Osteoporosis affects millions of Americans, especially women and the elderly, and many of them may not even know they have it. Symptoms usually don’t appear until osteoporosis progresses into the later stages and even then it may not be evident until a bone is broken or fractured. Fortunately, this condition can easily be prevented through some simple lifestyle changes, like the following 10.
Get Enough Calcium And Vitamin D
Calcium and vitamin D are essential for keeping bones strong and healthy. It’s important to maintain a steady intake of both nutrients as they can be depleted from the bones quite easily. Men and women ages 18 to 50 should take in 1,000 milligrams (mg) a day, while those who are 51 and older should take in 1,200 mg per day.
The best way to get these nutrients is from food. Dairy, such as yogurt and cheese, leafy greens and even some fish are great sources of calcium while certain meats and fishes are good sources of vitamin D. Another good source of vitamin D is the sun, which helps the body produce vitamin D naturally. If you can’t eat some of the foods that contain these nutrients, supplements are an option, but be careful of how much you take. Vitamin D can be toxic in high levels, so take no more than 2,000 mg a day, or 2,500 mg a day if you are 51 or older.
As mentioned earlier, it’s important to eat foods that are high in calcium and vitamin D. But there are other foods that can keep your bones healthy and protected from osteoporosis. Onions, for instance, can prevent the bones from breaking down, while soy can help maintain proper bone density. At the same time, it’s helpful to avoid foods that can increase the loss of calcium, such as foods that contain caffeine and high amounts of sodium and protein.
Keeping your bones strong is key to preventing osteoporosis and one of the best ways to do so is to exercise. Weight-bearing exercises, such as walking, jogging or running, combined with strength training, which strengthens the muscles in the arms and upper back, is the best workout for keeping your skeleton strong. For the best results, exercise for half an hour at least three times a week.

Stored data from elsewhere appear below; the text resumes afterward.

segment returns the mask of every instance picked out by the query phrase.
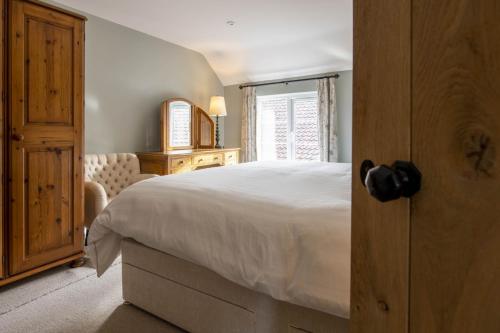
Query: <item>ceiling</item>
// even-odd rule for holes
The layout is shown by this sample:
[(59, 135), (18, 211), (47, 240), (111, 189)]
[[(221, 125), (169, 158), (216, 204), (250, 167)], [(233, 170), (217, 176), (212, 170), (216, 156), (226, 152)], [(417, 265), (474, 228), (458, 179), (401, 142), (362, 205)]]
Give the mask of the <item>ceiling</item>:
[(198, 51), (224, 85), (352, 69), (352, 0), (57, 2)]

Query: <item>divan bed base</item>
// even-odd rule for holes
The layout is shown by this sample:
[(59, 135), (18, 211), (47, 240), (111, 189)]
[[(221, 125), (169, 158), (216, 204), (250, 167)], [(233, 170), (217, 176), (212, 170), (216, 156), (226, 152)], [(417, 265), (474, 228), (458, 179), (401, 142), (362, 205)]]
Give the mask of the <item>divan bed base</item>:
[(123, 298), (191, 333), (347, 333), (348, 320), (239, 286), (207, 268), (122, 242)]

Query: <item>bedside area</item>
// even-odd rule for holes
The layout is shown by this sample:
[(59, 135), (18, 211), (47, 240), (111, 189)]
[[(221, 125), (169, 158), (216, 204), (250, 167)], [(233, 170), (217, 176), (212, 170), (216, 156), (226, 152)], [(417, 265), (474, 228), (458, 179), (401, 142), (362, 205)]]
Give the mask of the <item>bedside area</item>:
[(171, 175), (239, 163), (240, 148), (137, 153), (142, 173)]

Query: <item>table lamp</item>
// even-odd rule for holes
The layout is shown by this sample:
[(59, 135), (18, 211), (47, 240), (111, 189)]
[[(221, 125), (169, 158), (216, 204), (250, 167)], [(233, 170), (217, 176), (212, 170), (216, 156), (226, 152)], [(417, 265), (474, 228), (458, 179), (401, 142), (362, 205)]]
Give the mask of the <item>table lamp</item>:
[(208, 110), (210, 116), (215, 116), (215, 148), (222, 148), (220, 145), (220, 135), (219, 135), (219, 117), (224, 117), (227, 115), (226, 112), (226, 101), (224, 96), (212, 96), (210, 98), (210, 109)]

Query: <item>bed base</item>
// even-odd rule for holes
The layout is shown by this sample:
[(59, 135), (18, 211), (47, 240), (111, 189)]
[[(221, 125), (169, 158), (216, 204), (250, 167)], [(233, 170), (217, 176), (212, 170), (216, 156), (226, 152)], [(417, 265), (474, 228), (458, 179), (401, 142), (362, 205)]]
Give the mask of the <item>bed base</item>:
[(123, 298), (191, 333), (347, 333), (348, 320), (277, 301), (134, 240), (122, 242)]

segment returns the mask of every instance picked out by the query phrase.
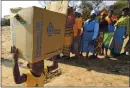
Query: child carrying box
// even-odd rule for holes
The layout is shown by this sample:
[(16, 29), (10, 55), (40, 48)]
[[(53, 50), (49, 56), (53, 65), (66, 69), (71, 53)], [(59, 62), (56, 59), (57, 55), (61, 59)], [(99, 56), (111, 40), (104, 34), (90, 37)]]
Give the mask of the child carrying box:
[(11, 47), (11, 53), (13, 55), (14, 64), (13, 64), (13, 76), (16, 84), (25, 83), (27, 87), (42, 87), (45, 83), (46, 74), (56, 68), (58, 68), (58, 63), (56, 56), (53, 57), (53, 65), (44, 67), (44, 60), (28, 63), (29, 71), (20, 75), (18, 58), (19, 51), (16, 47)]

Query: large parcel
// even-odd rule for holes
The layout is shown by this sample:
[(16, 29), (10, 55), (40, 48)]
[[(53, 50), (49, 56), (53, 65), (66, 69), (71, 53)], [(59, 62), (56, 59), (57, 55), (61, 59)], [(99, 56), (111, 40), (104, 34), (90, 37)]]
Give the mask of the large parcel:
[(12, 44), (20, 58), (33, 63), (62, 52), (65, 14), (38, 7), (11, 11)]

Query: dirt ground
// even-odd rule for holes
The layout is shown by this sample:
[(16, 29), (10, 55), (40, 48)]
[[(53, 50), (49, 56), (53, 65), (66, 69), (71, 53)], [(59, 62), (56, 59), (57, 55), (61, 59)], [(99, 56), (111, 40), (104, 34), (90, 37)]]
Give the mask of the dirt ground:
[[(9, 27), (2, 28), (2, 86), (23, 86), (14, 83), (12, 58), (10, 54), (11, 37)], [(70, 60), (59, 59), (61, 74), (52, 76), (45, 86), (129, 86), (130, 58), (121, 56), (111, 59)], [(26, 61), (19, 60), (20, 72), (28, 68)], [(51, 65), (45, 61), (45, 65)]]

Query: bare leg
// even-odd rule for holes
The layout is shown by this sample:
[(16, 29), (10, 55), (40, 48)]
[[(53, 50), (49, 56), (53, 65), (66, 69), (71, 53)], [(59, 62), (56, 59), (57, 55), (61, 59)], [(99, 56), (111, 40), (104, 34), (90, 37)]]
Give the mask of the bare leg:
[(76, 55), (77, 58), (80, 57), (80, 53), (79, 52), (77, 52), (75, 55)]
[(82, 55), (82, 52), (80, 53), (80, 56), (83, 56), (83, 55)]
[(74, 58), (76, 58), (76, 59), (78, 58), (78, 54), (77, 53), (75, 54)]
[(89, 54), (89, 52), (86, 52), (86, 58), (88, 58), (88, 54)]
[(102, 45), (102, 48), (101, 48), (101, 55), (104, 55), (104, 45)]
[(96, 53), (96, 57), (98, 56), (98, 53)]
[(105, 53), (106, 53), (106, 56), (108, 56), (107, 52), (108, 52), (108, 49), (106, 49), (106, 52), (105, 52)]
[(90, 56), (91, 59), (97, 58), (98, 53), (94, 52), (93, 55)]
[(105, 49), (105, 58), (109, 58), (107, 52), (108, 52), (108, 49)]

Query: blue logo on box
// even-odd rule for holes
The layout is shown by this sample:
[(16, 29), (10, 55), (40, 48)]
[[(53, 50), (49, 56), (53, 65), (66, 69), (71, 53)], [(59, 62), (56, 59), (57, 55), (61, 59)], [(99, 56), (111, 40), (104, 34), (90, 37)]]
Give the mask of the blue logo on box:
[(60, 34), (60, 31), (60, 29), (54, 29), (54, 26), (51, 22), (49, 23), (47, 27), (48, 36), (52, 36), (52, 34)]
[(52, 25), (51, 22), (49, 23), (49, 25), (48, 25), (48, 27), (47, 27), (47, 33), (48, 33), (48, 34), (52, 34), (52, 33), (53, 33), (53, 25)]
[(21, 21), (21, 24), (27, 24), (27, 21)]

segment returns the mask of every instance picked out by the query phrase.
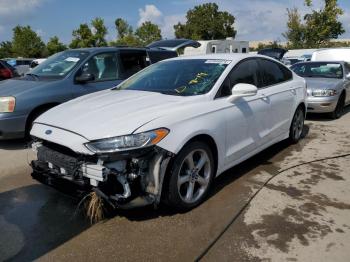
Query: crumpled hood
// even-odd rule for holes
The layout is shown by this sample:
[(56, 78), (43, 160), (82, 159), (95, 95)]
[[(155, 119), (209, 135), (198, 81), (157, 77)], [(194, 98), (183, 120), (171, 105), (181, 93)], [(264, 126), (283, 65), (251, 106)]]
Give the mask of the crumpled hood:
[(18, 96), (24, 92), (30, 92), (33, 88), (38, 88), (52, 84), (54, 81), (31, 81), (9, 79), (0, 81), (0, 96)]
[(316, 89), (338, 89), (341, 87), (343, 80), (336, 78), (305, 78), (307, 89), (316, 90)]
[(106, 90), (54, 107), (35, 120), (88, 140), (133, 133), (140, 126), (181, 108), (192, 97), (132, 90)]

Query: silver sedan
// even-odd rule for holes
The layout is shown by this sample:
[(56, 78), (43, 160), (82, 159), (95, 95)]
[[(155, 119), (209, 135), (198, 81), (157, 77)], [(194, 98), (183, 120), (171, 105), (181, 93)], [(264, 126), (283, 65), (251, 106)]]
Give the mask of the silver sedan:
[(350, 104), (350, 65), (346, 62), (302, 62), (291, 69), (307, 83), (309, 113), (330, 113), (341, 117)]

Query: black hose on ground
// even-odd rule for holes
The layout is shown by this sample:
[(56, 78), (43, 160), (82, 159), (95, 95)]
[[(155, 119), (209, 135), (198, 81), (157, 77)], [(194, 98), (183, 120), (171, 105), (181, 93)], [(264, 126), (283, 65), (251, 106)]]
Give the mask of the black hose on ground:
[(326, 160), (332, 160), (332, 159), (338, 159), (338, 158), (344, 158), (344, 157), (349, 157), (349, 154), (343, 154), (343, 155), (337, 155), (337, 156), (333, 156), (333, 157), (325, 157), (325, 158), (321, 158), (321, 159), (316, 159), (316, 160), (312, 160), (309, 162), (304, 162), (304, 163), (300, 163), (294, 166), (290, 166), (287, 167), (285, 169), (282, 169), (280, 171), (278, 171), (276, 174), (272, 175), (268, 180), (266, 180), (264, 182), (264, 184), (249, 198), (248, 202), (244, 204), (244, 206), (238, 211), (238, 213), (229, 221), (229, 223), (224, 227), (224, 229), (219, 233), (219, 235), (217, 237), (215, 237), (213, 239), (213, 241), (211, 241), (209, 243), (209, 245), (206, 247), (206, 249), (203, 250), (203, 252), (194, 260), (194, 261), (200, 261), (208, 252), (209, 250), (216, 244), (216, 242), (223, 236), (223, 234), (225, 234), (225, 232), (236, 222), (236, 220), (238, 219), (238, 217), (247, 209), (247, 207), (250, 205), (250, 203), (254, 200), (254, 198), (260, 193), (260, 191), (266, 187), (266, 185), (275, 177), (277, 177), (278, 175), (281, 175), (282, 173), (289, 171), (291, 169), (300, 167), (300, 166), (304, 166), (304, 165), (309, 165), (312, 163), (316, 163), (316, 162), (323, 162)]

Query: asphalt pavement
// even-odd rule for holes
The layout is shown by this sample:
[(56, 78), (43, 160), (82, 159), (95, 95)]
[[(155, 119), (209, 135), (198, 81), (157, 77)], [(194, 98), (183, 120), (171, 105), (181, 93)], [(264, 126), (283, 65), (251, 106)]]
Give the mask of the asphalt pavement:
[(309, 117), (304, 135), (225, 172), (190, 212), (146, 207), (95, 225), (30, 177), (24, 142), (0, 142), (0, 260), (349, 261), (350, 157), (317, 160), (350, 153), (350, 109)]

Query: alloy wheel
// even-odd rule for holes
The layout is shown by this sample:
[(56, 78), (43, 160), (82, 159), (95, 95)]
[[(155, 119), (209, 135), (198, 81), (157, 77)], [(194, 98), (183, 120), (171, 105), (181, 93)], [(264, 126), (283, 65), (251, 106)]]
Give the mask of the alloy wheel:
[(292, 125), (292, 135), (295, 141), (299, 140), (304, 128), (304, 112), (303, 110), (297, 110)]
[(178, 174), (177, 187), (182, 201), (187, 204), (198, 201), (208, 188), (211, 172), (208, 154), (202, 149), (191, 151), (184, 158)]

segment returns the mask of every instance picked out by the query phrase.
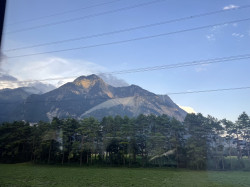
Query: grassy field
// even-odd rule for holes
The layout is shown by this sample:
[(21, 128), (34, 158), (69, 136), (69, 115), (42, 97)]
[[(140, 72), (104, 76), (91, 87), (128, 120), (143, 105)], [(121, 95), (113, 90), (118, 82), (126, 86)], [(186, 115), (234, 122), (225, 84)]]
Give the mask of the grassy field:
[(0, 186), (250, 186), (250, 172), (0, 164)]

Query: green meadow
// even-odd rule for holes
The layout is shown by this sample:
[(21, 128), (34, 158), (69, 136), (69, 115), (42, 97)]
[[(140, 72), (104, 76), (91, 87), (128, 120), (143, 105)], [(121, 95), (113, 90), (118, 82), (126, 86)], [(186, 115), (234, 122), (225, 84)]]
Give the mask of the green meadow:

According to the National Institutes of Health (NIH), tobacco use has been shown to decrease bone density. Further studies suggest smoking can increase the risk of having a bone fracture. Those who smoke don’t heal as quickly as those who don’t smoke, so a fracture has a higher chance of healing slowly and improperly if you smoke. Smoking also decreases the flow of blood to the bones and makes it harder for them to absorb calcium.
Limit Alcohol Consumption
Alcohol consumption has been linked to a loss of bone density as it prevents the bones from absorbing calcium. Studies show that those who drink more than three ounces of alcohol daily are more likely to have bone loss than those who drink less.
Ward Off Depression
When you’re depressed, your body produces cortisol, a hormone that can deplete the bones of essential minerals. Studies have linked those who suffer from depression to lower bone densities in the hip and spine areas. If you’ve been feeling depressed lately, seek the help of friends and family or even a therapist to resolve the underlying problem.
Make Your Home Fall-Proof
Making simple changes to your home can reduce the risk of falling and suffering a bone injury. Put a rubber bath mat in the tub and outside of the tub so you don’t slip on a wet surface. Always hold onto the railing or hand bars when climbing stairs or when getting out of the shower. Remove any rugs and clutter that you might trip over.
Understand The Risk Factors
Women and the elderly are the two groups that are most affected by osteoporosis, but other risk factors can play a part in determining whether or not you might develop it. Race, body type, environmental and lifestyle factors also play a part as does heredity. A family history of the condition as well as certain genes can be indicators of osteoporosis.
Consider Taking Medication
If you feel you have a high risk of developing osteoporosis, you may want to talk to your doctor about taking an osteoporosis medication. There are also osteoporosis injections that can prevent bone fractures in the hips and spine.
Test Your Bone Density
Bone density tests are the best way to know definitively if you will develop osteoporosis or not. It’s recommended that women ages 65 and older get tested, but if you feel you have a high risk of developing it at an earlier age, it’s important to get tested as soon as possible. The bone density test will use X-rays to measure the amount of calcium and other minerals that are found in bones. By finding out for sure whether or not you have osteoporosis, you’ll be able to take better preventative measures that will keep the condition from progressing.